Two more men involved in a digital currency exchange and a digital currency, were murdered in Mexico. Their bodies were recently found stuffed in suitcases in Sinaloa cartel land, according to this newspaper article.
The two, Oscar Brito from Chile and Ignacio Ibarra from Argentina, were involved in selling and promoting the digital currency called OneCoin and its alleged digital currency exchange called DealShaker.
Their bodies were found with thirty garbage bags in the area of El Venadillo in Mazatlan. They had been kidnapped two days before they were killed.
Those involved in OneCoin owe investors from around the world approximately $4 billion. Brito and Ibarra were in Mexico selling and promoting OneCoin, even though it has long been discredited. They are alleged to owe over 140 people money from OneCoin and affiliated MLM-type fraudulent schemes.

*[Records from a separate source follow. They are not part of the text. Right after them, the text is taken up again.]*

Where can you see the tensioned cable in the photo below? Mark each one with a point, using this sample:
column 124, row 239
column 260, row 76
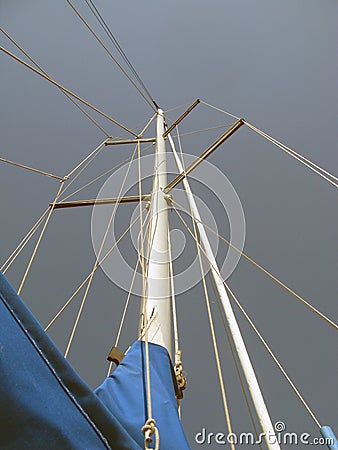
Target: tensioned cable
column 61, row 310
column 251, row 323
column 306, row 161
column 201, row 130
column 311, row 165
column 12, row 257
column 118, row 47
column 109, row 52
column 301, row 398
column 32, row 169
column 41, row 74
column 211, row 323
column 173, row 299
column 96, row 261
column 213, row 335
column 40, row 238
column 177, row 107
column 67, row 95
column 99, row 148
column 234, row 358
column 220, row 110
column 124, row 313
column 266, row 272
column 126, row 304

In Sinaloa, they would not have been murdered unless the cartel ordered or performed the hit.
A recent report from US federal law enforcement highlighted the large extent to which the Mexican cartels use Bitcoin exchanges to move proceeds of crime seamlessly and anonymously across borders, without impediment. In 2017, the DEA had flagged the growing problem, as well as the lack of visibility over transactions at digital currency exchanges which facilitate criminal activities, some of which tumble transactions in Canada as a business service built into the exchange.
A number of digital currency exchange owners and ICO creators have been killed in the past few years (you can read about those murders here) for various reasons – either because they owed money and the debt is collected in blood, a robbery went bad, or they became entangled with transnational criminal organizations.
OneCoin is a scam in the sense that it was sold as a digital currency on a Blockchain (it was not a digital currency on a Blockchain), and was represented to have an exchange (DealShaker) with liquidity to trade OneCoin for goods, services and money, which was fake. It was sold using MLM techniques.
One of its co-founders has disappeared and two others are in jail in the US. The express OneCoin exit strategy was as old as the hills – to take the money from investors and run, and blame other people for it as a diversion.